The shutdowns and school closings caused by COVID-19 have been disruptive to our schedules, and most aspects of our lives have been impacted. The inability to meet in person for worship and Bible study, coupled with the changes in our daily schedules, has, in some cases, compromised spiritual disciplines like worship, Bible study, and prayer. Although some churches are beginning to reopen slowly, we are still a long way from our regular routines. The Bible warns of spiritual drift, and as leaders, it’s our responsibility to shepherd the flock God has entrusted to us. The apostle Peter wrote, “Be sober-minded, be alert. Your adversary the devil is prowling around like a roaring lion, looking for anyone he can devour” (1 Peter 5:8).
So, as a leader, how can you navigate your group members away from spiritual drift during an era of COVID-19?
- Encourage group members to establish a new normal. All indicators point to the reality that we will be dealing with the repercussions of COVID-19 for some time. As we wait for things to return to normal, encourage your group members to establish new practices that incorporate worship, Bible study, and prayer into their daily routines. This might include an online Bible study, Zoom meetings, or creative ways to remain plugged into the local church. Make sure your group members know the “new normal” will likely look different than what they are used to, and that’s OK. The goal isn’t perfection, but to maintain a healthy spiritual life during a season that has been characterized by disruption.
- Stress the importance of staying present in the local church. Even though churches are re-introducing in-person worship services, some group members may not be able to return to traditional services due to risk factors related to COVID-19. But that doesn’t mean they can’t stay plugged in with the local church. Encourage group members to participate in online services as long as they are unable to attend in person. Also, many churches are holding traditional prayer meetings and weeknight Bible studies in an online format. These are excellent options for those who are not yet able to return to in-person worship.
- Emphasize the importance of connection. We can all agree; the last several months have been stressful for numerous reasons. Now, more than ever, group members need to be connected with other people in the body of Christ. Spiritual drift is inevitable when we are disconnected from other believers. The Bible makes it clear that God intends for His people to live in biblical community, and we are at risk when we attempt to go it alone. We’ll get through this season of COVID-19, but we need each other, and we need to stay grounded in our faith.

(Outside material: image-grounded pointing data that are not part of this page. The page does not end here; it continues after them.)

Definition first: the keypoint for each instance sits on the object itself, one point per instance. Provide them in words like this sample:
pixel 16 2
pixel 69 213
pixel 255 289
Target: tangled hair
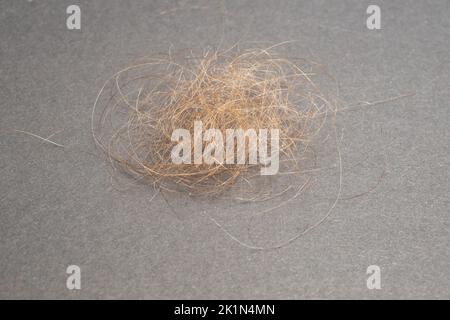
pixel 139 108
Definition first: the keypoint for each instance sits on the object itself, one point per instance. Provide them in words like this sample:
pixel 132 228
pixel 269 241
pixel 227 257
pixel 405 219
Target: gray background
pixel 58 206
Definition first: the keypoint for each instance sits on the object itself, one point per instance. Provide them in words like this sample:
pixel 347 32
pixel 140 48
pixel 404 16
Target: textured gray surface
pixel 58 207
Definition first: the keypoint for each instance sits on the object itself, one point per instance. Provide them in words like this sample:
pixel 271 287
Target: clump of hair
pixel 137 110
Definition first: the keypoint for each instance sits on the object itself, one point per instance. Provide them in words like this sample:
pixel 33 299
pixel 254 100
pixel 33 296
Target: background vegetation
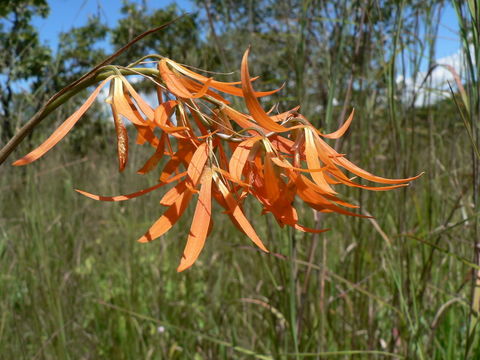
pixel 75 285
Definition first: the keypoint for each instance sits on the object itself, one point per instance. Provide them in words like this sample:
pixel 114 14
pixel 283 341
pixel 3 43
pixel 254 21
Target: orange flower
pixel 276 159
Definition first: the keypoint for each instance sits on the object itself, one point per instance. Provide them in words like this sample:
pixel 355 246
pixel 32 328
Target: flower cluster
pixel 212 151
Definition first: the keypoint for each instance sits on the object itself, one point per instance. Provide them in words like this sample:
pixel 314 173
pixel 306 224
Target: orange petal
pixel 169 218
pixel 122 139
pixel 199 159
pixel 146 109
pixel 155 158
pixel 174 85
pixel 240 156
pixel 252 103
pixel 129 196
pixel 218 85
pixel 237 214
pixel 62 130
pixel 313 162
pixel 200 225
pixel 164 111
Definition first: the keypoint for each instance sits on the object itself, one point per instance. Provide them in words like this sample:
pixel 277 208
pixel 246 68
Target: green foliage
pixel 76 284
pixel 23 57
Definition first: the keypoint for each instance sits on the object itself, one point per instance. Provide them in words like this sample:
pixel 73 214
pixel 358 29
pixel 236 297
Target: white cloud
pixel 435 87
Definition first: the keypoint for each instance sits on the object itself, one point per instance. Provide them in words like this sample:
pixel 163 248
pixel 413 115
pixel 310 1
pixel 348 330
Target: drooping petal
pixel 199 159
pixel 169 218
pixel 240 156
pixel 122 139
pixel 218 85
pixel 200 224
pixel 237 213
pixel 155 158
pixel 62 130
pixel 252 103
pixel 132 195
pixel 313 162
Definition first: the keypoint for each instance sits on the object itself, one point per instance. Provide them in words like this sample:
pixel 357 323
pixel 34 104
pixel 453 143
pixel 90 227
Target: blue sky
pixel 65 14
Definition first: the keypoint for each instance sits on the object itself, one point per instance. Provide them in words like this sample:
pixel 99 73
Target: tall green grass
pixel 76 285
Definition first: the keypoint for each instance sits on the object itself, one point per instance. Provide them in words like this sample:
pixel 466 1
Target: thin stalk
pixel 292 292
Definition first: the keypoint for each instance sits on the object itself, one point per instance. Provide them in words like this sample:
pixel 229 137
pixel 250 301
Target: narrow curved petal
pixel 200 225
pixel 169 218
pixel 252 103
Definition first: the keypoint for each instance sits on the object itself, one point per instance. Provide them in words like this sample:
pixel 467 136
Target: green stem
pixel 57 100
pixel 292 289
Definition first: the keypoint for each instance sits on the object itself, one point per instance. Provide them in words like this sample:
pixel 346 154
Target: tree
pixel 23 58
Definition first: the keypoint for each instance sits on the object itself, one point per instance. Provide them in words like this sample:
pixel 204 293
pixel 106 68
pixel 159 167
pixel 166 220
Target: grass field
pixel 75 284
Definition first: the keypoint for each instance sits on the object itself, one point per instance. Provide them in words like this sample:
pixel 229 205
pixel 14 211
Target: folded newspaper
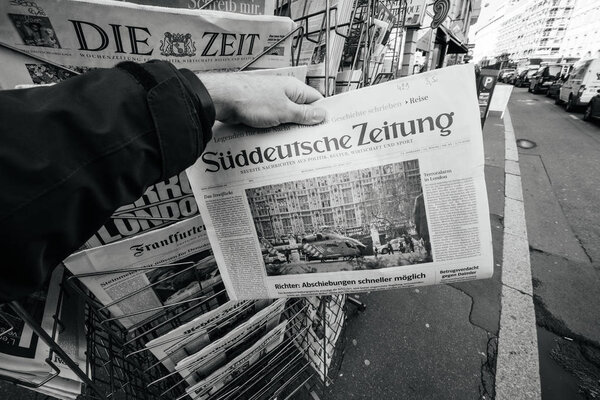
pixel 191 337
pixel 227 374
pixel 297 210
pixel 201 364
pixel 83 34
pixel 136 277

Some of your group members may be drifting and don’t realize it. Simply talking about the risk of spiritual drift will help them evaluate where they are. Author and theologian D.A. Carson wrote, “People do not drift toward Holiness. Apart from grace-driven effort, people do not gravitate toward godliness, prayer, obedience to Scripture, and delight in the Lord.” As leaders, we have the privilege to help those we serve to grow in their faith and gently redirect when they get off-track.
Susan Hill is a writer, Bible teacher, and full-time editor at Lifeway. She is the author of Dangerous Prayers: 50 Powerful Prayers That Changed the World, as well as numerous devotional books. She and her husband John live near Nashville, TN with two unruly Golden Doodles.